The delivery was dry as sun-bleached bone.
I kept scrubbing, selecting my left leg, and bracing my arm against the table. “That went poorly. I say true, I did not want to fight. I needed water from her well, but her falcon flushed me out before we could negotiate, her constricting vines trapped me, their thorns punctured me, and my guardians did as they were enchanted to do: stop the mage using the magic. I… used a… venom-cooler to save her. I do not have many to spare, but I did not want your sister’s death, Naulor.”

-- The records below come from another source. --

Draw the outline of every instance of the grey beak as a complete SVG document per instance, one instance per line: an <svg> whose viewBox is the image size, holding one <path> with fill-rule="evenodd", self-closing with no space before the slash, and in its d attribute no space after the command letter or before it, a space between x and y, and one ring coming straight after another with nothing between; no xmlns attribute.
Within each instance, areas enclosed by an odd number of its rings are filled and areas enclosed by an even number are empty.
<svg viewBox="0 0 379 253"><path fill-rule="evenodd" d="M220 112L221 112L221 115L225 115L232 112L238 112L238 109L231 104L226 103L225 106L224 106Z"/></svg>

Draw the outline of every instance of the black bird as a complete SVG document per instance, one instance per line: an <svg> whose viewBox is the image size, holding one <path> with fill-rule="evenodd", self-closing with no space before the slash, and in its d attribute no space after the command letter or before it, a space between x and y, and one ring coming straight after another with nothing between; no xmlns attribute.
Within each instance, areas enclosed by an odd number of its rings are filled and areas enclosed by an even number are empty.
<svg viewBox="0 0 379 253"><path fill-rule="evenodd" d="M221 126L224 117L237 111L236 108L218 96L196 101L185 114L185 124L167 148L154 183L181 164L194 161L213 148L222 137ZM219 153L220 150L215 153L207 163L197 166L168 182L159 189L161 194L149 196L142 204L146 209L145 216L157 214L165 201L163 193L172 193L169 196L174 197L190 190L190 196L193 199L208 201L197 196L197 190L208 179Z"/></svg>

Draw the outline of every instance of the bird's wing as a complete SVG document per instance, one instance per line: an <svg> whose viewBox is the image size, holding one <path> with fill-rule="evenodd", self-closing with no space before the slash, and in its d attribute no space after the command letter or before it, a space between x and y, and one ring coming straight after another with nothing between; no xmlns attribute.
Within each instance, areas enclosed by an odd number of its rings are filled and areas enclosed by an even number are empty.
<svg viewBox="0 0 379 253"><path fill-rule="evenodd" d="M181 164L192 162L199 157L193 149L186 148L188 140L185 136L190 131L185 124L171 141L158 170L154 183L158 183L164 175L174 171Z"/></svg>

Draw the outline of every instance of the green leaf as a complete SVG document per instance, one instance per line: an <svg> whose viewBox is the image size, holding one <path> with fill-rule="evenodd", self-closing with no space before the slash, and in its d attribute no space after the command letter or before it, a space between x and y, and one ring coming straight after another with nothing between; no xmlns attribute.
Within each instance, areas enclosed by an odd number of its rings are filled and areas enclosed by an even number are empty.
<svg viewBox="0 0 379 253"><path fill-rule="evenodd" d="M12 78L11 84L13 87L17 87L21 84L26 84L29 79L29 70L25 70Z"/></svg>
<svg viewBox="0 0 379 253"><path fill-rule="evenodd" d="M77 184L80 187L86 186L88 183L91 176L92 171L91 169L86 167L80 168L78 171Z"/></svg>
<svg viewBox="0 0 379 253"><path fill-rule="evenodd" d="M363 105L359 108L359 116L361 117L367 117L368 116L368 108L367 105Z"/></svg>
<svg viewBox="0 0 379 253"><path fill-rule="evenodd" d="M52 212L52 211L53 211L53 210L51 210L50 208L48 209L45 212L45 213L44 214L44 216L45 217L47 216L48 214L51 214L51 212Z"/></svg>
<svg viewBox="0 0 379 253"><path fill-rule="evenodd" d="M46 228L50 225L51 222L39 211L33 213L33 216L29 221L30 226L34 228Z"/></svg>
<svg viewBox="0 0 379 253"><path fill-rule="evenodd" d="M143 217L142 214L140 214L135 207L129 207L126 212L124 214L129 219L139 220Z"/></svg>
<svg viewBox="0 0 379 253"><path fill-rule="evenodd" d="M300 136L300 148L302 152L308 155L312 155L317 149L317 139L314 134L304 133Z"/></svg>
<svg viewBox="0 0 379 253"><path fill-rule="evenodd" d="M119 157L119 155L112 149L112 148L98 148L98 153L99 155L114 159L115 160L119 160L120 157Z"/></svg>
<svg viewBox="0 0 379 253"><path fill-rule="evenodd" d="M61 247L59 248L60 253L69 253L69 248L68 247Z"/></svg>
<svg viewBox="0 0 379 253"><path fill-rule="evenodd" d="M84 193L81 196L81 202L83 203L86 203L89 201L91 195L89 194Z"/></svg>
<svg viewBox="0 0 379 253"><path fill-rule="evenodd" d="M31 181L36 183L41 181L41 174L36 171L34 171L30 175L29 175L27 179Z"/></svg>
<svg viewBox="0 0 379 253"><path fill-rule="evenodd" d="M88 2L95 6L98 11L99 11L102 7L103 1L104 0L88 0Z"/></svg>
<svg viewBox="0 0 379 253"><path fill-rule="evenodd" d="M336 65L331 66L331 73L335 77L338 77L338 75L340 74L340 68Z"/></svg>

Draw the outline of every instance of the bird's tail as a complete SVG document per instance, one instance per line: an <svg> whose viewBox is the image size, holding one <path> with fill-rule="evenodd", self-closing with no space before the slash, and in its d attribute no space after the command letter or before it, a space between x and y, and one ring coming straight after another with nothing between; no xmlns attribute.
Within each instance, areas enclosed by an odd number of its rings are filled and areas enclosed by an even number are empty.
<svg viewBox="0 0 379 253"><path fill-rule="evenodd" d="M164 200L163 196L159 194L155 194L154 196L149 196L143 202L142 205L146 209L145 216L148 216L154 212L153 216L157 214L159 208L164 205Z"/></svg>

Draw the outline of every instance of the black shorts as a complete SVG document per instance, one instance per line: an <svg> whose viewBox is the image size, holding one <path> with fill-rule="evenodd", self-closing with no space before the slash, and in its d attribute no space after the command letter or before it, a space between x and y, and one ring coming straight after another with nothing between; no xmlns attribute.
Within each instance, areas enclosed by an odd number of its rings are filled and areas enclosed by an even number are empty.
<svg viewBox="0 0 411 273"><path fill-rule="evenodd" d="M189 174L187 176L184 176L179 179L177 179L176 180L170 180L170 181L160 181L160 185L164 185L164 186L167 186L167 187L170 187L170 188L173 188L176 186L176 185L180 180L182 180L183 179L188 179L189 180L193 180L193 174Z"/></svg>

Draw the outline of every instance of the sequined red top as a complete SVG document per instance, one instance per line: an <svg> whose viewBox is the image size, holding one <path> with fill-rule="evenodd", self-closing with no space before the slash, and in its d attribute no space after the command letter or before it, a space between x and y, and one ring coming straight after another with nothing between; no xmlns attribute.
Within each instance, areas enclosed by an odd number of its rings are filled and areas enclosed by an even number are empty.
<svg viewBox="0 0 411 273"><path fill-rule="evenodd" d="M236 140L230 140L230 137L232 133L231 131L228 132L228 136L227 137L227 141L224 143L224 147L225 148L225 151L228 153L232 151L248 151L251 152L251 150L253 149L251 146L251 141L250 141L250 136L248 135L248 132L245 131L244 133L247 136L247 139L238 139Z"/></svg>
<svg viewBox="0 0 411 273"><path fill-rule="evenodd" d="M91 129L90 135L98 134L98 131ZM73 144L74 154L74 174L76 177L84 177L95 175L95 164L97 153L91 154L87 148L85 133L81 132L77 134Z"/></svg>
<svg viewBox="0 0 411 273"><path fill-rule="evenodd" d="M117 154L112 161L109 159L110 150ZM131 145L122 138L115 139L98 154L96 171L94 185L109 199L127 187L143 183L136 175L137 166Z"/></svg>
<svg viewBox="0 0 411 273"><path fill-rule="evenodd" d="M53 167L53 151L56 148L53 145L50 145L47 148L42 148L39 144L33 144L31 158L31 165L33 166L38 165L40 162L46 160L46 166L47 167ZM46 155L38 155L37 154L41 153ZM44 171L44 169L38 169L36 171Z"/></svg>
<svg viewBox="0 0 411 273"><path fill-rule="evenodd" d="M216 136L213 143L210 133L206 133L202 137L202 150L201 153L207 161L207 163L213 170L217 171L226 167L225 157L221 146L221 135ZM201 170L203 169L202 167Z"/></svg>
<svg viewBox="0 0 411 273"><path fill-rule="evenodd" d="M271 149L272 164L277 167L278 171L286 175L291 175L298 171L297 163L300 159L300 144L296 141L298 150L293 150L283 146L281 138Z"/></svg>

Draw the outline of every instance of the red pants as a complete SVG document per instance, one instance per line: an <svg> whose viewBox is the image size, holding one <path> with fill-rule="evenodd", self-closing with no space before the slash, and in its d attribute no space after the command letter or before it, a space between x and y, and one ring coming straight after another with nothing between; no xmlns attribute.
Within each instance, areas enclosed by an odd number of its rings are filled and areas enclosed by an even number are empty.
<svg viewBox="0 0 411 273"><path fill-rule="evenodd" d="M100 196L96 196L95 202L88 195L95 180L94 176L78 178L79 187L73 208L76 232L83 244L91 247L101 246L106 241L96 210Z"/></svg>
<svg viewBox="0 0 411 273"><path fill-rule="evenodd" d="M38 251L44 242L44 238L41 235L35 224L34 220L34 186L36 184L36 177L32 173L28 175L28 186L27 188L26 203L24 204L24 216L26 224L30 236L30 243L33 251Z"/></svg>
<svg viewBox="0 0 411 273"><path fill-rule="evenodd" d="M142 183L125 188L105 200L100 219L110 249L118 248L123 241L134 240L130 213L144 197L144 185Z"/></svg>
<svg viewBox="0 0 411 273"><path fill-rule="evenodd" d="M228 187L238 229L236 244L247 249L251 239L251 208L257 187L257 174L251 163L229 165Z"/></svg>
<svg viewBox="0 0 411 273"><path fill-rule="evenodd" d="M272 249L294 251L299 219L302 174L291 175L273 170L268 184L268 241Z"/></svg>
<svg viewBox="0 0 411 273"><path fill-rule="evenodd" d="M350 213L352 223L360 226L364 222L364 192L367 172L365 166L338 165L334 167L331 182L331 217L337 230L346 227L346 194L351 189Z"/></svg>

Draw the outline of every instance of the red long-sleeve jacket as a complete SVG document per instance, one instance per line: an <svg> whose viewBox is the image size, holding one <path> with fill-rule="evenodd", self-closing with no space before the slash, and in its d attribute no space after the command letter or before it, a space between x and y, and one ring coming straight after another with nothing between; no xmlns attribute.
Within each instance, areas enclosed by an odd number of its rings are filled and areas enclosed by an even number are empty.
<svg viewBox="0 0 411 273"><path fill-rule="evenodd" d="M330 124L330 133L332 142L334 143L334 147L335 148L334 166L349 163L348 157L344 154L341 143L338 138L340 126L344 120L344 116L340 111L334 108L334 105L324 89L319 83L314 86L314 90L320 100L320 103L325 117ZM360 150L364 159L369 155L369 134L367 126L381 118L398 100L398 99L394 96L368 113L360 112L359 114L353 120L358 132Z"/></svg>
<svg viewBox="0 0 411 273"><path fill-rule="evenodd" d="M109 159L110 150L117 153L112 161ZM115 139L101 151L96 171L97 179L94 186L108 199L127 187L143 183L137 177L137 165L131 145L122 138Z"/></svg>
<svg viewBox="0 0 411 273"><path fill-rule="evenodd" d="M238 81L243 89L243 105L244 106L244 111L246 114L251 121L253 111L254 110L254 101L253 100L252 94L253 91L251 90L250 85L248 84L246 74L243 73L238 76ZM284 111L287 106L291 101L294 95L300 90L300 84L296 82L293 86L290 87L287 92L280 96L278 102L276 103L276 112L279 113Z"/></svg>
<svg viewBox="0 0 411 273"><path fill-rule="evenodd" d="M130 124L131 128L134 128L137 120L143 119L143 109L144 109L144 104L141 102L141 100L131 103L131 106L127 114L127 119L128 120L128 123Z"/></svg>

Her fine, dark eyebrow was raised, but she listened. I gradually worked on my right leg as I watched some anger pass over her face as she looked away from me. Pass over and leave. In her contemplation, she was easily the most regal face and carriage I’d seen on the Surface.
She must be a Noble, or whatever the Naulor equivalent is. Maybe higher.
“I understand first meetings going badly,” she murmured. “What happens after often shows the truth, not the fight itself. You tended her and yourself afterward for three days, allowed you both a healing and second chance despite the insult and threat to your unborn.”
So, they had spoken. Mourn hadn’t been following me before she and I reached the Ley Tower, it could not have been him.
“Where is Tamuril right now?” I asked. “She made the offer to take me to Manalar to look for my sister.”
Krithannia looked at me. “And you could not accept her brave offer. I hope you can imagine how much courage that took her to extend it.”
I focused on the cloth rubbing between my toes. “I was not part of the squad who found the t
respassers belowground.”
“Fortunately for you, she says the same.”
When next I looked up, I saw the shimmer of tears in the Naulor’s eyes.
“I take ultimate responsibility, Sirana, as much as I find what was done abhorrent. I arranged for the travel and sent her where Morixxyleth told me he’d escaped the Deepearth, knowing from his stories that what she sought grew there.” Krithannia swallowed. “I never wanted her to get hurt, but she was desperate to help a sick boy in a remote village. I did not think the men I sent with her would let her go so deep.”
“They didn’t,” I said. “My sisters were on the Surface then, a different mission. It was… bad timing they crossed paths in the same tunnels so near to the outside.”
“You heard about it, then.”
“The squad leader is my superior.”
The Naulor’s tears withdrew some and her expression hardened. “Why did your superior not kill or enslave Tamuril if she felt the drive to violate and humiliate her? Why force the helplessness and pain, finish with her, and throw her out like crumpled waste?”
I wasn’t sure I could explain that, despite that Jaunda had described it to me in bed while stretching my netherhole in demonstration. The memory conflated with the peek I had of Tamuril’s pink skin and caused my labia to tingle.
Stop it, slit, pay attention.
“My sergeant disobeyed the clerics’ desires,” I said. “The next step after breaking the Druid’s will through pain would have been to bring her bound to the clerics of Braqth.”
Somehow, Krithannia’s face shifted whiter, and her silvery eyes looked haunted. I could not take insult, only shrug with my cloth in one hand. “My sergeant changed her mind, that is all I know. She threw the Druid out beneath the Sun, knowing she needed it, and warned her not to trespass again.” I paused. “She was punished for this choice.”
“That makes it no better,” Krithannia said.
“But it is more than you knew before today. I am being truthful and generous.”